LN: Why didn’t you write that book? Why’d you leave your legacy in the hands of these pikers.

PN: Because I listened to the tapes, and they were all bullshit. I don’t know what I was expecting, but everyone was just saying what I wanted to hear. There was very little poetry or truth in the tapes. I even had them ask my first wife Jackie what she thought about my relationship with Joanne, and she speaks about it in glowing terms. What a load of horse shit. Do you know what I did with those tapes? I set them on fire at the dump. That empty turtleneck dug up the transcripts and recreated them… Although, I must say, I liked George Clooney playing me.

LN: Clooney only did it because Hawke threatened to release a sex tape he made with Uma Thurman on the set of Batman & Robin.

PN: At least something good came out of that piece of nippled bat suited shit. Speaking of heroes, you know, the character of The Green Lantern was based on me?

LN: That was a shitty movie too.

PN: It was a comic book before it was a movie.

LN: If you say so. So, why, do you think, did Hawke make this movie, other than to insert himself into every other frame? Did you consider him a colleague?

PN: Let me tell you the difference between me and Ethan Hawke. When I was younger, you know who people used to mistake me for? Marlon Brando. You know who people mistake Hawke for? Peter Berg…

LN: That’s just mean…

PN: But true.

LN: But surely Hawke is a great actor. He was nominated for a Best Supporting Actor Oscar, after all.

PN: He got that nomination for riding in the wake of Denzel in Training Day and 2002 was a pretty weak year for Best Supporting Actors. Even that Trump Rube Jon Voight got nominated for playing Howard Cosell. Who’s next, Rich Little?

LN: There must be some part of The Last Movie Stars that you liked.

PN: Not really. He even pussy footed around my cheating on Joanne. And her, she was no Rebecca of Sunnybrook Farm herself, but you wouldn’t know it from Hawke’s movie.

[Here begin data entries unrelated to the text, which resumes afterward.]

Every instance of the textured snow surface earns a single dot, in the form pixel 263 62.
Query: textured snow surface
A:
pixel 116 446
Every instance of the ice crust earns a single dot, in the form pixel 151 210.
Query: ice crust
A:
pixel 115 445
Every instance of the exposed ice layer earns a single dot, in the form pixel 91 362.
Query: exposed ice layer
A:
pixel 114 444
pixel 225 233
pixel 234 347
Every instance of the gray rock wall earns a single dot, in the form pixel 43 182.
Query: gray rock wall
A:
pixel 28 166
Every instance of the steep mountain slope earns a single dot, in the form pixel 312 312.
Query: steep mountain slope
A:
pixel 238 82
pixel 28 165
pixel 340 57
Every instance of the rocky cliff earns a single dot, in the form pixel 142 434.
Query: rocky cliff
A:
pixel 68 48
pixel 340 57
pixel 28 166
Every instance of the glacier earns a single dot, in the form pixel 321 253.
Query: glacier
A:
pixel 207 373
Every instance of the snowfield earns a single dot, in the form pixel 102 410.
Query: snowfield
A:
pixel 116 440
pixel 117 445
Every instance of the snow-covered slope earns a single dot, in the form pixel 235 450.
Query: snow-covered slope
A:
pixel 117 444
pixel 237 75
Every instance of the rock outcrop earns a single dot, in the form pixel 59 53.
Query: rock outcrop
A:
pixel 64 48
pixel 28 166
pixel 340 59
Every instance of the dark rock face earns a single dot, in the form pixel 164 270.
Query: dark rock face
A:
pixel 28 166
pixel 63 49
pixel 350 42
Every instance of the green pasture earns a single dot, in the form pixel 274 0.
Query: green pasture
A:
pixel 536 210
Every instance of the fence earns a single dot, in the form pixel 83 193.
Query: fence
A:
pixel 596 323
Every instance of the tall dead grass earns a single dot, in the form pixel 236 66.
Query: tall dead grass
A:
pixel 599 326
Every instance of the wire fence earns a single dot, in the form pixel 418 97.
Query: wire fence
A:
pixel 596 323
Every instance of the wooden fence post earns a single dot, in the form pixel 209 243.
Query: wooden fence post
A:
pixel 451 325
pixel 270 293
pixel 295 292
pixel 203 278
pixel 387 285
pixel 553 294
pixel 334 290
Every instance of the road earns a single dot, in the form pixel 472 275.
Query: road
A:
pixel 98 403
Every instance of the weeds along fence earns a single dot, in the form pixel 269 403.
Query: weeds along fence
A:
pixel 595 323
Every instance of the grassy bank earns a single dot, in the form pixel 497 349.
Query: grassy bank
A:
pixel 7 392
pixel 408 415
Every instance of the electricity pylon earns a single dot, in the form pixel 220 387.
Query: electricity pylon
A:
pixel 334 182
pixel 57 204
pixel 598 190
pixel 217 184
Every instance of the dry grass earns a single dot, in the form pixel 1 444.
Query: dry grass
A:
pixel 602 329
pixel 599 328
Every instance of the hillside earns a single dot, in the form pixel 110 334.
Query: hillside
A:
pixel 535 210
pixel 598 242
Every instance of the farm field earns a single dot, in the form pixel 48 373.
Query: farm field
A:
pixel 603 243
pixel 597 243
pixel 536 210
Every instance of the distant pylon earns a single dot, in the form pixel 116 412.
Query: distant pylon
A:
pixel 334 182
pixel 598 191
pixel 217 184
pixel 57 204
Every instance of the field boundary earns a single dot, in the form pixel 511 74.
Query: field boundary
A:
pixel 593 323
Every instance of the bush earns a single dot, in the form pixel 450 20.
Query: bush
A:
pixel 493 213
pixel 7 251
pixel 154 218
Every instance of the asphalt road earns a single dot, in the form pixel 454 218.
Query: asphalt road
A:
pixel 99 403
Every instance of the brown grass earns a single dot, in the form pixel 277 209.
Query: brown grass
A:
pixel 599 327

LN: Why do you think that is?

PN: Ethan Hawke lives in the rarified air of Ben Affleck, Robin Williams, Arnold Schwarzenegger and Mick Jagger, that is the ether that surrounds a particular type of asshole entertainer that gets busted tapping the nanny. To his credit, Hawke, like Williams, married the nanny afterwards, maybe that was something he learned on the set of Dead Poets Society, but it certainly wasn’t acting. If you think Ethan Hawke is any good, go watch Dad or The Purge. Never has anyone worked so hard at trying to look like they aren’t working at all and failed so miserably. Need I mention Taking Lives, Staten Island, Fast Food Nation, or Great Expectations? Heck, just watch his crying scene in Dead Poets Society. Case closed.

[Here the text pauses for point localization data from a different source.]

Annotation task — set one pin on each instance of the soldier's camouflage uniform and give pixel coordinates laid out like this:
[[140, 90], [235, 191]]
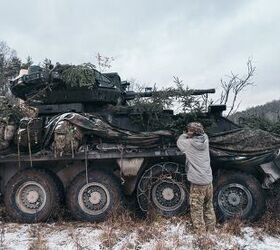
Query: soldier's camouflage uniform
[[195, 146], [202, 211]]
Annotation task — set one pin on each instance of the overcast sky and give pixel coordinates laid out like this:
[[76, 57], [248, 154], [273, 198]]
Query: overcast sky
[[151, 40]]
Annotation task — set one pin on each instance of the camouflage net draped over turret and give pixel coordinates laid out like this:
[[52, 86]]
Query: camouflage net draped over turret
[[245, 142], [82, 75]]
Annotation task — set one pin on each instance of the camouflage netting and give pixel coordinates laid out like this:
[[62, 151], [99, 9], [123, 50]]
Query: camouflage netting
[[83, 75], [13, 110], [101, 129], [245, 141]]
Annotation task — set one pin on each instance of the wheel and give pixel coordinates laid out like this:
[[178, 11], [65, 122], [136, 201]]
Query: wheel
[[31, 195], [238, 195], [59, 184], [96, 200], [163, 188]]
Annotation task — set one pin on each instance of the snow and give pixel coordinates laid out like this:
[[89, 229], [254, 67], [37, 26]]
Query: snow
[[164, 234]]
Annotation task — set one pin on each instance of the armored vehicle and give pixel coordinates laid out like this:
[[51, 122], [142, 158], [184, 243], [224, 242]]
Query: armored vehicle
[[87, 148]]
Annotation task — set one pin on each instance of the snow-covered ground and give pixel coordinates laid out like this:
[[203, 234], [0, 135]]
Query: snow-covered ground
[[160, 234]]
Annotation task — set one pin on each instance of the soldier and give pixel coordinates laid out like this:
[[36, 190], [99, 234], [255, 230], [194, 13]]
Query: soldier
[[195, 145]]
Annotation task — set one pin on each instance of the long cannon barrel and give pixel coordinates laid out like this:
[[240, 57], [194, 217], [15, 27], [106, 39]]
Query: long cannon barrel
[[131, 94]]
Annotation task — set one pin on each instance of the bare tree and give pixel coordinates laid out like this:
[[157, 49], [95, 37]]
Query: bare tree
[[9, 66], [235, 84], [104, 62]]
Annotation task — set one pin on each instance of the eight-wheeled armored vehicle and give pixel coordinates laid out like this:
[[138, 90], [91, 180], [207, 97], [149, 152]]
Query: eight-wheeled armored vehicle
[[87, 147]]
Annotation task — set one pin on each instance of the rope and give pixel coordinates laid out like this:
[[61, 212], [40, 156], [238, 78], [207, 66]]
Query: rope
[[18, 148], [29, 144], [86, 162]]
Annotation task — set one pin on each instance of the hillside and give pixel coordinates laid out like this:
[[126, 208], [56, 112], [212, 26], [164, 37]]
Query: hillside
[[269, 112]]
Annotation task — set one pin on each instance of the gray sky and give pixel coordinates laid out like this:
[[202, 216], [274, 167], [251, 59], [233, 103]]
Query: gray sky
[[151, 41]]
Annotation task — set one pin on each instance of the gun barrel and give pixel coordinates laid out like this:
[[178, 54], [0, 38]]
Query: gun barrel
[[177, 92]]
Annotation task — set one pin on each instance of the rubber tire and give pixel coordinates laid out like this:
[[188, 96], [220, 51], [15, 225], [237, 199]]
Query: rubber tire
[[52, 195], [105, 178], [254, 187], [156, 173]]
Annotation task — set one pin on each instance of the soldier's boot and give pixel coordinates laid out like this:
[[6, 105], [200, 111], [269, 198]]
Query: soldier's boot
[[209, 213], [196, 205]]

LN: Well, what about Vince D’Onofrio’s bit? That was interesting.

PN: Real interesting. Reducing one hundred years of Method Acting down to a party trick.

LN: You know, Hawke got D’Onofrio to do the movie by threatening to release a sex tape D’Onofrio made with Richard Gere when the three of them were making Brooklyn’s Finest?

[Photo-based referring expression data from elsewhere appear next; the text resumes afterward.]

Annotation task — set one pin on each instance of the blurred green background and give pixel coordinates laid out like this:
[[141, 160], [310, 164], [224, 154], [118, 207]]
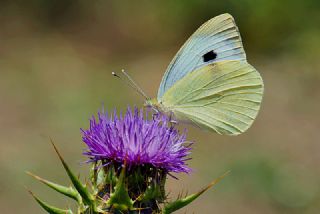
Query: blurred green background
[[55, 63]]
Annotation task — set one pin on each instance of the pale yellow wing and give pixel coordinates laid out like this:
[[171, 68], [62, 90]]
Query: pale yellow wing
[[216, 40], [223, 97]]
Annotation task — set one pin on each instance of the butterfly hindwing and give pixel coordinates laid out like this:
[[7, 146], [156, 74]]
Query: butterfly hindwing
[[216, 40], [224, 97]]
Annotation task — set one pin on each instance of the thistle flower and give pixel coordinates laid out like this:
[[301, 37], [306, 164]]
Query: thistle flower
[[137, 141], [131, 157]]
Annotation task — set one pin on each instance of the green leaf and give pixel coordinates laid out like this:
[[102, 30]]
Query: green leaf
[[67, 191], [88, 199], [152, 192], [120, 199], [175, 205], [50, 209]]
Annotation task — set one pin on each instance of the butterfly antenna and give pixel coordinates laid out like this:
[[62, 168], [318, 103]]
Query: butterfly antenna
[[131, 83]]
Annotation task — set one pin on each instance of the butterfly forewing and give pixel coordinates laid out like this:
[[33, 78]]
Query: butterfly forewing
[[224, 97], [216, 40]]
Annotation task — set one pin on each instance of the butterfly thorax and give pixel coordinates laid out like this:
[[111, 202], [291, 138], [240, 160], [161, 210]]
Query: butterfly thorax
[[156, 105]]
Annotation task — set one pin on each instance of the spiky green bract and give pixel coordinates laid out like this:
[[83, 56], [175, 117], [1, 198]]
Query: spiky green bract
[[67, 191], [87, 197], [120, 199], [180, 203], [50, 209]]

PN: That may be how he got anyone that isn’t related to him to appear in this piece of shit. And yet, not one mention of the time James Dean and I tag teamed Eartha Kitt. What’s up with that?

LN: What else was missing?

PN: All kinds of great stuff, like how I wanted to be a football player when I was a kid, even played in college, but I grew up in Cleveland and was worried that after graduation I have to play for the Browns, so I switched to acting… And not one mention of the fact that that shitheel Robert Forrester, the CEO of Newman’s Own, forced my kids off the board directors at the company and raised his own salary by 50%. It’s a freaking charity! Hawke couldn’t spare two minutes to mention that, but he’s got plenty of time to talk about how my god damn watch was auctioned off for $17.75 million?

 

At this point the conversation strayed off into which garden vegetables and farm implements we would like to see Ethan Hawke violated with, but discretion being the better part of valor, I think we will leave it there. On a positive note, I had kind of given up on watch Joanne Woodward later on in her career, when she started making all those Hallmark Hall of Fame movies, but The Last Movie Stars did remeind me of how great she used to be.